Verbiage Flashcards
NCLB:
No Child Left Behind
No Child Left Behind Act:
Signed into law on January 8, 2002
NCLB reasons:
To ensure accountability for teachers in preparing their students to graduate high school with competent skills.
Standards:
Establishes a rationale for teaching standards and working with classroom practitioners to design and test various models and approaches to professionalize teaching.
Teacher Preparation:
Most states now require that prospective teachers pass licensure/certification exams to be highly qualified. Some states even require that beginning teachers be supervised by an entry-year committee during their initial year of teaching and be recommended for their permanent license by this committee.
Assessing Standards:
States have several testing methods to assure teacher competency.
Goals:
Are usually broad statements used to describe the purposes of schooling or the purposes of a course. It is what the teacher wishes to accomplish in the broadest sense.
Objective:
Not a statement of what you plan to do; instead, it is a statement of what your students should be able to do after instruction. The objective establishes the framework for instruction. It is a narrower statement of the intended learning of a unit or specific lesson. It tells what the student will do to show that he or she is competent in that area.
Instructional objectives:
Precisely communicate learning intent. They contain the following:
Performance
Product
Conditions
Criterion
Informational objectives:
Are abbreviated instructional objectives.
Taxonomies of Objective:
Affective
Psychomotor
Cognitive
Cognitive Domain:
Objectives in the cognitive domain are concerned with students’ thinking and reasoning abilities.
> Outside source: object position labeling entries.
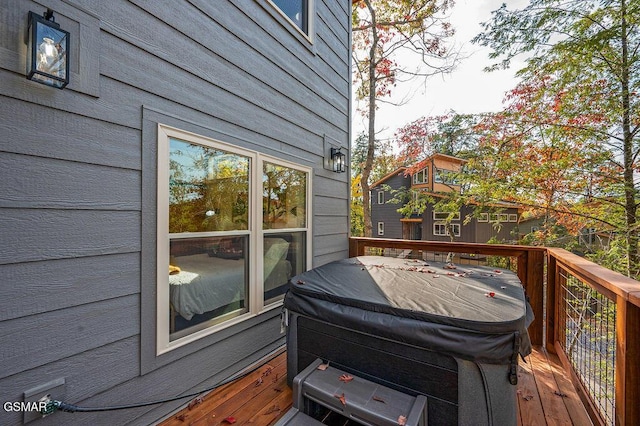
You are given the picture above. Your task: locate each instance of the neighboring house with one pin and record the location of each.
(153, 210)
(436, 177)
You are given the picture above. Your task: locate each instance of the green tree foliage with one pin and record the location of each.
(385, 161)
(381, 29)
(573, 122)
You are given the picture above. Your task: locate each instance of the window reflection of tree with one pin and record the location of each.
(208, 189)
(284, 197)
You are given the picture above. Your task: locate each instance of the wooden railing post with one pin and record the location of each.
(355, 248)
(552, 308)
(531, 274)
(627, 356)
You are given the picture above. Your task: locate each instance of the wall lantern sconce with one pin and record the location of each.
(48, 55)
(338, 160)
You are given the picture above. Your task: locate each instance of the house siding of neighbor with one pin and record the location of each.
(85, 181)
(500, 222)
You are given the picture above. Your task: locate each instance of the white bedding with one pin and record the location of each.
(206, 283)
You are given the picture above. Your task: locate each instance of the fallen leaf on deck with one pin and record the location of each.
(195, 402)
(272, 409)
(323, 367)
(346, 378)
(342, 399)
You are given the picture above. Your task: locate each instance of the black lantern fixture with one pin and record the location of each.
(48, 56)
(338, 160)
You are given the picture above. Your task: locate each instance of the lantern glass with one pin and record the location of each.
(48, 52)
(338, 159)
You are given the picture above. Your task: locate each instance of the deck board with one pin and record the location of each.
(545, 396)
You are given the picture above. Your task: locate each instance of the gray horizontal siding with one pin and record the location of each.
(51, 183)
(42, 286)
(75, 228)
(37, 340)
(46, 234)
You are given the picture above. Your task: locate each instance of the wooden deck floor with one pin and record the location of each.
(545, 396)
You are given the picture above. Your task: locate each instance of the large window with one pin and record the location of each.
(233, 228)
(297, 11)
(421, 177)
(442, 229)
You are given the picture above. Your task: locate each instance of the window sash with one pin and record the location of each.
(255, 234)
(442, 230)
(445, 215)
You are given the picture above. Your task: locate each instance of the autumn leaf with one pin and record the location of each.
(272, 409)
(195, 402)
(346, 378)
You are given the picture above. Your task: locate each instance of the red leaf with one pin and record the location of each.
(346, 378)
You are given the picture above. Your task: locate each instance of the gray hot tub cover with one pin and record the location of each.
(472, 312)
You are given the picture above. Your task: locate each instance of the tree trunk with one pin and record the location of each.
(632, 237)
(371, 145)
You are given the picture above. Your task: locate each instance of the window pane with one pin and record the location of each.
(208, 189)
(208, 282)
(284, 197)
(296, 10)
(285, 255)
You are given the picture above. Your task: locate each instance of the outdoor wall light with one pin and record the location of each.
(48, 55)
(338, 160)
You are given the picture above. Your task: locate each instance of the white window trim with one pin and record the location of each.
(255, 232)
(455, 226)
(310, 19)
(445, 215)
(425, 176)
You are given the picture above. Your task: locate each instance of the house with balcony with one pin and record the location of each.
(437, 177)
(165, 169)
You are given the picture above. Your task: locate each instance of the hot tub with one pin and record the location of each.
(451, 333)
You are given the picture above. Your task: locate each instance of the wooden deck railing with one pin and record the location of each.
(593, 323)
(581, 298)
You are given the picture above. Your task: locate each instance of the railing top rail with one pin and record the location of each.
(598, 276)
(445, 246)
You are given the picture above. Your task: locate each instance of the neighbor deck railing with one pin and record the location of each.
(591, 320)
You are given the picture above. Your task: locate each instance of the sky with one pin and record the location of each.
(468, 89)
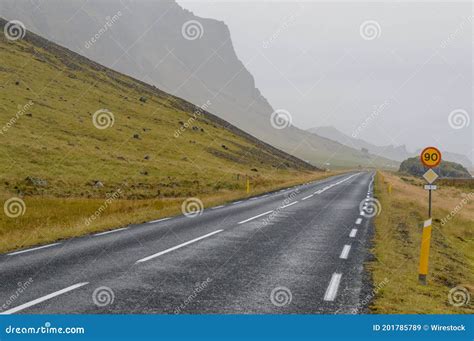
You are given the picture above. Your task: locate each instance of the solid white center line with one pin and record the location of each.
(257, 216)
(42, 299)
(345, 252)
(333, 286)
(156, 221)
(290, 204)
(353, 233)
(177, 247)
(111, 231)
(33, 249)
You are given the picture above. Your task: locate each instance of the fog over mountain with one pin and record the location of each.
(397, 69)
(167, 46)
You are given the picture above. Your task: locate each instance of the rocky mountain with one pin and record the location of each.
(193, 58)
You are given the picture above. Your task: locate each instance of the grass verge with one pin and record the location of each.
(397, 247)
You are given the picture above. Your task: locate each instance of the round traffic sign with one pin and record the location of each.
(430, 157)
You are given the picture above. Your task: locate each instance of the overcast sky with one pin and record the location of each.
(394, 80)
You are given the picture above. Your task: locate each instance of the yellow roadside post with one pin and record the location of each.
(430, 157)
(425, 251)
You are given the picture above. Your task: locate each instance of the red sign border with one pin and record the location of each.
(423, 161)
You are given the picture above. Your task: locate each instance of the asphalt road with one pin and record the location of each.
(300, 250)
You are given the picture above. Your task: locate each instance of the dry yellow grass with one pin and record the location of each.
(397, 246)
(49, 219)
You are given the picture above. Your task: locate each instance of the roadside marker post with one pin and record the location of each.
(425, 251)
(430, 157)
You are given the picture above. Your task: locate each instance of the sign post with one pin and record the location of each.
(430, 157)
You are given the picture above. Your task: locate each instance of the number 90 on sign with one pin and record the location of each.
(430, 157)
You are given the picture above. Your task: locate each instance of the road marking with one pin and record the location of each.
(156, 221)
(345, 252)
(33, 249)
(257, 216)
(333, 286)
(177, 247)
(290, 204)
(111, 231)
(42, 299)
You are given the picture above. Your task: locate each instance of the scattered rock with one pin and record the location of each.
(36, 181)
(97, 183)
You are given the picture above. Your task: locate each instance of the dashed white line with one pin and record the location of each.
(156, 221)
(290, 204)
(257, 216)
(176, 247)
(32, 249)
(111, 231)
(42, 299)
(345, 252)
(333, 286)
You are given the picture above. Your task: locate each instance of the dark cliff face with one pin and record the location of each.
(190, 57)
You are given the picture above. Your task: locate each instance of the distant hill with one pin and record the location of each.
(397, 153)
(446, 169)
(198, 68)
(70, 127)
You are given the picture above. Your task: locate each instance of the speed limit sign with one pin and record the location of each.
(430, 157)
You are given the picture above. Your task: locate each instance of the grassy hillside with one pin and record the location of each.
(397, 244)
(158, 151)
(446, 169)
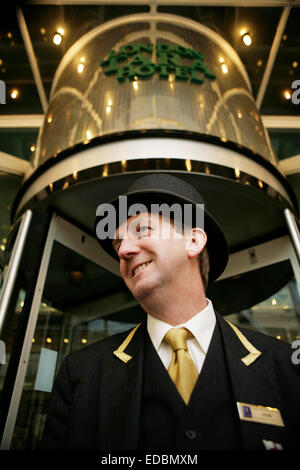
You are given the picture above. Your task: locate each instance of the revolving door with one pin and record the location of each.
(79, 298)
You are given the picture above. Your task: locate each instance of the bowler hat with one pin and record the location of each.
(159, 188)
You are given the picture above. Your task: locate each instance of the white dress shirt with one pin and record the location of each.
(200, 325)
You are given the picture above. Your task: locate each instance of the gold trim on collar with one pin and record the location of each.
(120, 351)
(253, 352)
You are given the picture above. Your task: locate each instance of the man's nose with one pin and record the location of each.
(128, 248)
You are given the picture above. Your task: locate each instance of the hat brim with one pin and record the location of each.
(216, 242)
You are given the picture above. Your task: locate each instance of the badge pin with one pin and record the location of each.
(271, 445)
(260, 414)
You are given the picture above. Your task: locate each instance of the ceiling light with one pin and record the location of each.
(14, 94)
(246, 38)
(76, 275)
(58, 36)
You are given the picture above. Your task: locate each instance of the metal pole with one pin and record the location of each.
(32, 59)
(272, 55)
(293, 231)
(13, 266)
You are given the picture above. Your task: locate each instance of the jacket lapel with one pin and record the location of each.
(120, 395)
(254, 384)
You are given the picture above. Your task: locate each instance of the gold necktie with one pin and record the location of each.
(182, 369)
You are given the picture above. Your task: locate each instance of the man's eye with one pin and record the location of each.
(144, 229)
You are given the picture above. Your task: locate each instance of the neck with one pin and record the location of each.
(173, 308)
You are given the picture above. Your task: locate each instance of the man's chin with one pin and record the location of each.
(142, 292)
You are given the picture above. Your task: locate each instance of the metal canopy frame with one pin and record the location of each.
(287, 6)
(70, 236)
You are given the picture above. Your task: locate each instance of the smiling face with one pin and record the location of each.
(152, 255)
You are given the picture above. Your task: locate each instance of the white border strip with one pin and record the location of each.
(144, 17)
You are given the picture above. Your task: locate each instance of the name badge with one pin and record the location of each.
(260, 414)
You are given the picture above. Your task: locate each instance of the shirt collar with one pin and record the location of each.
(200, 325)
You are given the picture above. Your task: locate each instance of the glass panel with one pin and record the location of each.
(285, 71)
(286, 143)
(71, 317)
(277, 316)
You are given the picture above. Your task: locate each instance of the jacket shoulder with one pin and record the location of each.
(110, 343)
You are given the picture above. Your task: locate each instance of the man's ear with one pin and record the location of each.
(196, 240)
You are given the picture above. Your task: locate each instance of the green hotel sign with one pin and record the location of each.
(133, 61)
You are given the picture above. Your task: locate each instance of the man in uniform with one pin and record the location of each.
(184, 378)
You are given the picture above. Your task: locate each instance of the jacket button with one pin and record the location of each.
(191, 434)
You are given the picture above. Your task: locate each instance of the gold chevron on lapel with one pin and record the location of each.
(253, 352)
(120, 351)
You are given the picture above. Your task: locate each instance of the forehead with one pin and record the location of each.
(145, 217)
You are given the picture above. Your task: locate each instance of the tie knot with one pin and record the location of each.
(176, 337)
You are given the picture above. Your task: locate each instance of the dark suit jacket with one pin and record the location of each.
(96, 400)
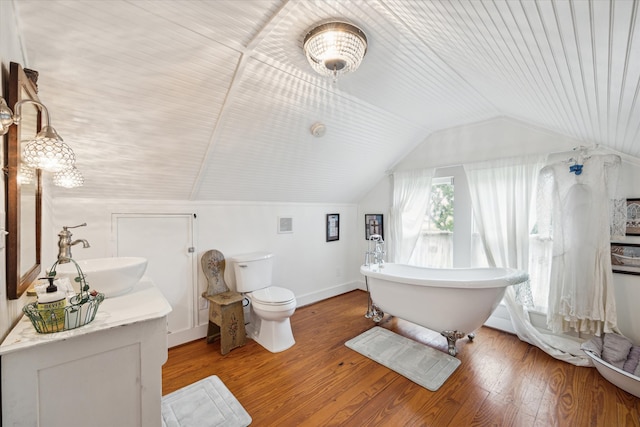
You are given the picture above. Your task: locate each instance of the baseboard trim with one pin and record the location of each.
(177, 338)
(313, 297)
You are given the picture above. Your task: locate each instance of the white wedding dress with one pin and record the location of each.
(575, 211)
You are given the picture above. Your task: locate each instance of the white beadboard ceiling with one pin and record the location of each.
(214, 100)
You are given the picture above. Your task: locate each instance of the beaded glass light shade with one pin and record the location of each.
(335, 48)
(47, 151)
(26, 175)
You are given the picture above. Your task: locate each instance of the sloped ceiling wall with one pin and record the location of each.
(213, 100)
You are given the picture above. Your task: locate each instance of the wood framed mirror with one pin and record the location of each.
(23, 199)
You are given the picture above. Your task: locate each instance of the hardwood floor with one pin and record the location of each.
(502, 381)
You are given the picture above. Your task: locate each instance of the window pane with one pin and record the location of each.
(435, 244)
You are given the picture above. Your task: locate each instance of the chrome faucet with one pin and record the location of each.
(65, 243)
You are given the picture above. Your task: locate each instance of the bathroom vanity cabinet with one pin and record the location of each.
(107, 373)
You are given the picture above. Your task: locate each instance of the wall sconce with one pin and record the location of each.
(47, 151)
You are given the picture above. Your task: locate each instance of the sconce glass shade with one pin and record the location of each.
(68, 178)
(335, 48)
(48, 152)
(26, 175)
(6, 117)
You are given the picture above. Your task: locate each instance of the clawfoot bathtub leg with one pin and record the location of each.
(376, 313)
(369, 313)
(452, 337)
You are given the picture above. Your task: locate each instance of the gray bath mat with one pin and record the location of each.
(206, 403)
(421, 364)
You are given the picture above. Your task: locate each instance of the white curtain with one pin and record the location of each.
(502, 194)
(411, 193)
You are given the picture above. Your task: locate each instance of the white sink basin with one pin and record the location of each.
(110, 276)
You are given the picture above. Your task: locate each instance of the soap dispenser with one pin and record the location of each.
(51, 304)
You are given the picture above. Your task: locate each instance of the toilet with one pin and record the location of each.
(270, 306)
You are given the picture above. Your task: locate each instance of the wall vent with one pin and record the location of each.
(285, 225)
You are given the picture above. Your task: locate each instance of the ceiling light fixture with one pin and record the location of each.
(335, 48)
(47, 151)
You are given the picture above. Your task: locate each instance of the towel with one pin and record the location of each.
(631, 364)
(615, 349)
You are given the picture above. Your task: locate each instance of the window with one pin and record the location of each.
(435, 244)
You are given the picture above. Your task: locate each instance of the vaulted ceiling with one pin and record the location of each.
(214, 100)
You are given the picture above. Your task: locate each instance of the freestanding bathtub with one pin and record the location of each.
(452, 301)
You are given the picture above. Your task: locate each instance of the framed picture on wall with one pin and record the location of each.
(633, 217)
(625, 258)
(333, 227)
(373, 224)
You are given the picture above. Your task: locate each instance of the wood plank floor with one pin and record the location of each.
(501, 381)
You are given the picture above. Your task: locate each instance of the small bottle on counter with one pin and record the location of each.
(51, 304)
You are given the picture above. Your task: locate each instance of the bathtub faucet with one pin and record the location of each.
(376, 250)
(65, 243)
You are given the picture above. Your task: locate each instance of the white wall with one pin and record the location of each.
(10, 51)
(503, 138)
(304, 262)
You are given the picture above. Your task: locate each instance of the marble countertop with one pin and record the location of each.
(144, 302)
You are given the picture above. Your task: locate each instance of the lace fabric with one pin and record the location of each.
(571, 212)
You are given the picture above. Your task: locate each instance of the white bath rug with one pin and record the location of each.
(206, 403)
(421, 364)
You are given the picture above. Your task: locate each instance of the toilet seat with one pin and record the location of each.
(273, 296)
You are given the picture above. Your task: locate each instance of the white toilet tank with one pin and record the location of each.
(253, 271)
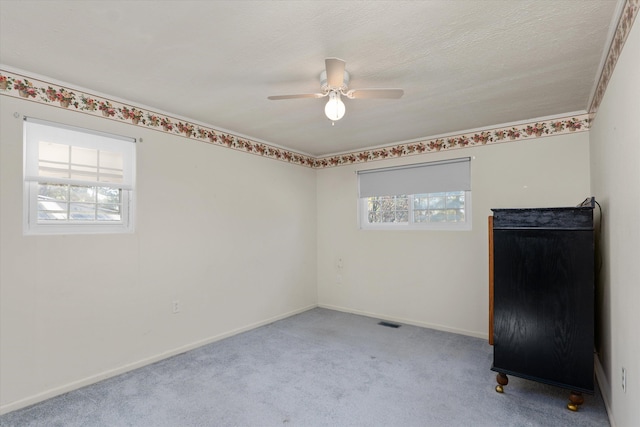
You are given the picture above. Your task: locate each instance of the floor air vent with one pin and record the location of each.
(389, 325)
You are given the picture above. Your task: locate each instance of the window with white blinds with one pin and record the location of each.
(435, 195)
(77, 180)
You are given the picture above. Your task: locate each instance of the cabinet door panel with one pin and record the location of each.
(543, 305)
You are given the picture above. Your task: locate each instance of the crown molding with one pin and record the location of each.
(33, 88)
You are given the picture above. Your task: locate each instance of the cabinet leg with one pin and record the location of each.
(575, 400)
(502, 381)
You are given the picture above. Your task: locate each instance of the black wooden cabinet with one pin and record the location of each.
(543, 297)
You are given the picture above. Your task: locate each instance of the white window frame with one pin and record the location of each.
(443, 176)
(363, 216)
(36, 130)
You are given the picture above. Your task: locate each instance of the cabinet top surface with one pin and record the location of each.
(576, 218)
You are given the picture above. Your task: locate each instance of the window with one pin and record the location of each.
(76, 181)
(424, 196)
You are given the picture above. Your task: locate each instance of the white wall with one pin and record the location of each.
(230, 235)
(615, 181)
(439, 278)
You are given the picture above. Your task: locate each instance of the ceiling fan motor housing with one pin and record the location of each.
(325, 86)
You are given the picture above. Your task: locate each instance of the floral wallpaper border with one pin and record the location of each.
(628, 16)
(16, 85)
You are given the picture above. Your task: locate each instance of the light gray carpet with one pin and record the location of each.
(319, 368)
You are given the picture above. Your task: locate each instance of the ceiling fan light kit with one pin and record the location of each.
(335, 108)
(334, 82)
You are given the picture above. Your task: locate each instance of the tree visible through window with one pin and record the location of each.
(448, 207)
(77, 181)
(434, 195)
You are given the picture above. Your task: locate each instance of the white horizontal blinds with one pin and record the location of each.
(65, 155)
(433, 177)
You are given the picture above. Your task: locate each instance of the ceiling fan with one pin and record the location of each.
(334, 83)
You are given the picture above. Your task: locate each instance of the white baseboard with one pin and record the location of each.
(407, 321)
(56, 391)
(603, 383)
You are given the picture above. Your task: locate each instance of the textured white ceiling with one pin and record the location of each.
(464, 64)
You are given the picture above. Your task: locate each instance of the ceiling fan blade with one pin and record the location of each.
(300, 95)
(335, 71)
(375, 93)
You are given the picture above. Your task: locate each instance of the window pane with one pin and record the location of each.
(434, 208)
(420, 202)
(111, 167)
(51, 210)
(109, 195)
(53, 191)
(455, 200)
(82, 194)
(53, 159)
(438, 216)
(455, 215)
(82, 211)
(437, 201)
(108, 213)
(420, 215)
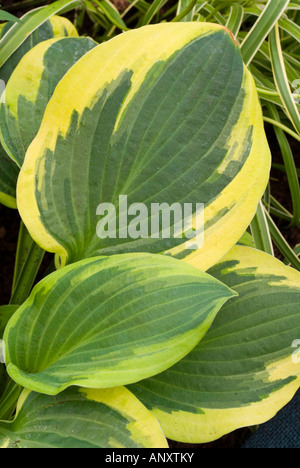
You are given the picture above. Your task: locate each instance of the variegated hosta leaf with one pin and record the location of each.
(9, 172)
(28, 91)
(80, 418)
(57, 26)
(30, 88)
(162, 114)
(245, 369)
(109, 321)
(6, 311)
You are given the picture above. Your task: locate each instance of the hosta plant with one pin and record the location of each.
(140, 336)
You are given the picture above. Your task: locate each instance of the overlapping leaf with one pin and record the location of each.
(27, 93)
(30, 88)
(244, 370)
(163, 114)
(56, 26)
(80, 418)
(110, 321)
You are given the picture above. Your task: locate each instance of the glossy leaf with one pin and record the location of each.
(9, 172)
(244, 370)
(19, 32)
(130, 132)
(80, 418)
(27, 93)
(30, 88)
(5, 16)
(110, 321)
Because the ability to think can range from simple recall of information to more complex thinking behaviors.
Benjamin Bloom:
Developed a hierarchical classification system, or taxonomy, to help teachers gain a better perspective on the behaviors to be emphasized in instructional planning.
Bloom et al.’s (1956) Taxonomy of Educational Objectives classifies cognitive ability into six categories, ranging from the fairly simple recall of information to the complex assimilation of information and evaluation.